In Evangelion Gendou Ikari abandoned his son Shinji at an early age, then summoned him at age 14 and ordered him to risk his life to save the world. Shinji naturally resented this and spent the series moaning, whining and wimping out at crucial moments, making him one of the most hated heroes in the history of anime.
In RDG Yukimasa Sagara subjected his son Miyuki to harsh and dangerous training from an early age to make him strong. Even today he shamelessly tries to manipulate him. As a result Miyuki is full of resentment and tries to frustrate his father. (For example he does his best to avoid falling in love with Izumiko because he suspects that would please Yukimasa.)

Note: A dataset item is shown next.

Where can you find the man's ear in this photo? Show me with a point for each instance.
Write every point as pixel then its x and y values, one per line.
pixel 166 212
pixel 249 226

The irony is that Miyuki actually is strong, the sort of reliable hero who may complain a bit but can always be counted on in a pinch.
Gendou is a perpetually glowering figure who radiates disappointment with Shinji. Yukimasa on the other hand looks insufferably smug about how well his schemes are working out. (Frankly it wouldn’t surprise me a bit if Yukimasa turned out to be the main villain of the story.) He’s actually proud of his son but he’ll never let him know it. Maybe the yamaboshi don’t believe in hugs.
Izumiko has a different set of problems. While Miyuki was born with no special abilities and gained his spiritual powers from years of intense training, Izumiko was born with a special ability to interact with the spirit world. Her parents and grandfather raised her in isolation so that she would not be confronted with any supernatural threats until she was old enough to deal with them. Even sending her to Houjou Academy was presumably part of their plan. It lets her test her powers in competition with other children who have not fully mastered their own special abilities.
This upbringing left Izumiko shy, awkward and lacking in self-confidence. She wishes most of all that she could just ditch the supernatural stuff and just be a normal girl.
This may sound like heresy but she reminds me of Cardcaptor Sakura. Sakura is younger and has more social confidence, but like Izumiko she considers herself timid and doesn’t realize how brave she really is. She also tries desperately to hold on to the life of a normal girl, even while it becomes increasingly obvious that fate has other plans for her.